In Central America as a whole, the percentage of Protestants is on average 16%, up from virtually nothing 20 years ago. That’s a total of about 82 million out of a total population of 513 million. In Guatemala, the most Protestant of the historically Catholic countries of Central America, the percentage is much higher, 35% of all Guatemalans are Protestant. The growth rate of evangelicalism in Latin America is on the order of 10% per year. Worldwide there has been a greater than 6,500% increase in evangelicalism, from 73 million in 1970 to 480 million in the mid-90s. That’s giving Islam a run for its money and is beating the stuffing out of Catholicism, which has increased in the same time frame only 40%.
In remote areas of the Guatemalan highlands you will see evangelical preachers, clad in worn dungarees and blue work shirts preaching after dark at roadside open-air chapels, concrete plattes with corrugated tin roofs, supported by metal columns, holding a Bible in one hand and with the other gesturing underneath the fluorescent lights to the congregation of Mayan Indians, sitting on plank benches.
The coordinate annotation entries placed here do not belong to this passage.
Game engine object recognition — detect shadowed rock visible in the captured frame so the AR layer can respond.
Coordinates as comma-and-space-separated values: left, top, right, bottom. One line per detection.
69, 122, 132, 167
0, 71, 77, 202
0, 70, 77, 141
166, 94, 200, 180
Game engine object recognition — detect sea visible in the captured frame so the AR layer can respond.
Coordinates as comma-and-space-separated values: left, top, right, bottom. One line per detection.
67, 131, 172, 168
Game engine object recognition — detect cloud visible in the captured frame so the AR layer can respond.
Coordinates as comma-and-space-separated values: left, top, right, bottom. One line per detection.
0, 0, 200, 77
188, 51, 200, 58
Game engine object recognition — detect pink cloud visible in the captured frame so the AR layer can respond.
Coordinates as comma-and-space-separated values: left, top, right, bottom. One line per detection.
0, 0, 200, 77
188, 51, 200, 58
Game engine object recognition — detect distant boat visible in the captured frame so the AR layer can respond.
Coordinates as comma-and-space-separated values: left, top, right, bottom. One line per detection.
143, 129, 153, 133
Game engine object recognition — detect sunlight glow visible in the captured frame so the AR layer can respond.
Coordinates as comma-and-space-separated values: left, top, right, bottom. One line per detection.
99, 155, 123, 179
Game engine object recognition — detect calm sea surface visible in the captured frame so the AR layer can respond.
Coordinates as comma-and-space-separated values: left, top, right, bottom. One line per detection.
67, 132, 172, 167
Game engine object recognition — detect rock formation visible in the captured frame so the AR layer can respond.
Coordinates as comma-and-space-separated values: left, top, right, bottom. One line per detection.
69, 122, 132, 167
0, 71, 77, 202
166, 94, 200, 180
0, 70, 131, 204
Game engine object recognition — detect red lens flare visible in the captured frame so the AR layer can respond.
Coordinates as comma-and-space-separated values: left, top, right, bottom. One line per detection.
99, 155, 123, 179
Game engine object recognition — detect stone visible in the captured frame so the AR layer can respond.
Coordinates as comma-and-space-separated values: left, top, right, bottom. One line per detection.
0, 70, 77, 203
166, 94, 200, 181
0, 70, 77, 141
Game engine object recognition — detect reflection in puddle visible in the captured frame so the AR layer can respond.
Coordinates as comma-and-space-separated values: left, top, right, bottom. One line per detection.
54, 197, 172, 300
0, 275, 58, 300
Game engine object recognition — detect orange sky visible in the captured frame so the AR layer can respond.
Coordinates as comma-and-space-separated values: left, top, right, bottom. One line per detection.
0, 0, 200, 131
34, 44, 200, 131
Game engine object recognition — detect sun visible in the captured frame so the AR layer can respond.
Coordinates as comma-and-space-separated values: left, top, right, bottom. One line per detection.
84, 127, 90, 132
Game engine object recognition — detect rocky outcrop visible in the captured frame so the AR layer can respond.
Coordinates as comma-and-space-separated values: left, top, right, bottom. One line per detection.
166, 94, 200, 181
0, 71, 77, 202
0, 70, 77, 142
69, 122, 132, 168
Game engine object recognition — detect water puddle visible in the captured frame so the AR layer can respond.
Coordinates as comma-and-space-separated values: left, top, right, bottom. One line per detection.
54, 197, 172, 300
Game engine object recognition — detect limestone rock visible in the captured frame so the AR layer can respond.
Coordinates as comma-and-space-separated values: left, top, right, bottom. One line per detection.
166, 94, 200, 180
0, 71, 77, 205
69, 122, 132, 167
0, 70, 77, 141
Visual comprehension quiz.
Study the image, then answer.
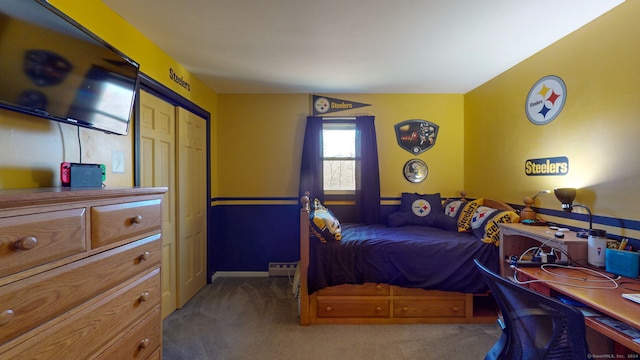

The charismatic Protestantism has high-profile adherents as well, including former Guatemalan dictator and current presidential candidate, Efrain Rios Montt. But most of its devotees are the poor and dispossessed.
It indicates a dissatisfaction, but with what? I think it would be an interesting trend to explore — how has evangelicalism replaced secular philosophies of rebellion? Why the turn away from liberation theology to a theology of internal, personal, non-political salvation? How is the Catholic church responding? It would shine a light not just on Central America but on the role of religion in general among those who’ve endured too much political strife to no apparent good end. How different are the dispossessed that choose evangelicalism from those who choose fundamental Islam? Where are they the same? South America is also experiencing this growth — along with parts of Africa and East Asia.
What is it that Evangelicalism provides that is missing from the dominant religious traditions of these areas? As well as assessing the “what” and the “whys,” the article would turn on the “what now?” In other words, not only what does this change tell us about the past and present of Central America (as well as Latin America, Africa and east Asia), but what can it tell us about the future? Possible causes (these are merely avenues of investigation, not theses): A belief on the part of the practitioners that historical “faiths,” from liberation theology Catholicism to communism, have born little fruit. A desire on the part of practitioners to hitch their wagons to the dominant faith (and “work ethic”) of richer countries, specifically the US. An exhaustion, by decades of violence, that has driven people to a more internal, less political spirituality.